There was no school here yet. Some of the children had been sent to the residential school the Church ran in Chesterfield Inlet, fifty miles to the northeast, but Victoria’s parents refused to consider that idea—she had been gone so long already. She took to spending afternoons in the church, visiting with Père Bernard, who had moved here from Chesterfield and whose familiar face comforted Victoria as much as her parents’ did. He loaned her books:
The Lion, the Witch and the Wardrobe;
Knud Rasmussen’s
Report of the Fifth Thule Expedition; The Power and the Glory
. When she wasn’t visiting the priest, she hung around the Hudson’s Bay store. There were men there who were amused by her comfort with English idiom, and who gave her candies, and trinkets to pass along to her parents. They sometimes made lewd jokes with her, insinuating that a few sticks of licorice merited some recompense, didn’t she think?

One day, she met a new man there, John Robertson—quieter, more serious, and more attentive than the rest. He was the only one of the Bay Boys—the only person in her life now, apart from the priest—who spoke to her as Donelda had, as if she had opinions worth hearing.

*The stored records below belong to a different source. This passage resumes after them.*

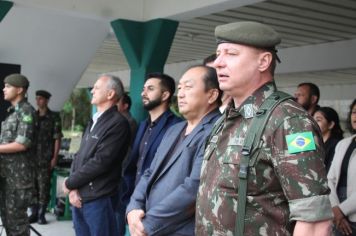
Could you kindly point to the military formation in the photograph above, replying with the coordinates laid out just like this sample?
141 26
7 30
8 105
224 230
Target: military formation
29 146
253 166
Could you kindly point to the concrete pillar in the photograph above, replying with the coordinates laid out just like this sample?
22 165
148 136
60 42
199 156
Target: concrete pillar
5 7
146 46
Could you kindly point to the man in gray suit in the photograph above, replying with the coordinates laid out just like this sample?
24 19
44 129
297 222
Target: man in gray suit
163 202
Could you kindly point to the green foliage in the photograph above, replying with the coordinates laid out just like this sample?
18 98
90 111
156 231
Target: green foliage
76 110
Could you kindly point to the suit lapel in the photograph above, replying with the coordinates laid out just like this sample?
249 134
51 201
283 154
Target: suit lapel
207 119
156 132
180 149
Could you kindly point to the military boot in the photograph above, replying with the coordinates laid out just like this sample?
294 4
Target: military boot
41 215
33 217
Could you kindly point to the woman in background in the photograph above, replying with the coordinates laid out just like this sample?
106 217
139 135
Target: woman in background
329 123
341 180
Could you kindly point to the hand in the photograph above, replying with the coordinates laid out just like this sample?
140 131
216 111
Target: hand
64 187
75 199
134 219
341 222
338 215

She asked him if he had any news from down south—had the Soviets invaded Prague after all? He wasn’t exactly sure, but such a question caused him to dismiss with one mental shrug everything he had been told about Inuit nature by the other Bay Boys.

The morning after, he told her, “It’s as bad as you guessed. There’s a tank division in Prague, and the border is closed.”

“And Dubcek? Has he been arrested?”

“He is in Moscow now. ‘For consultations,’ the Soviets say.”

She shook her head.

“I listened to the BBC World Service on the short-wave last night. You can come listen sometime, if you like.”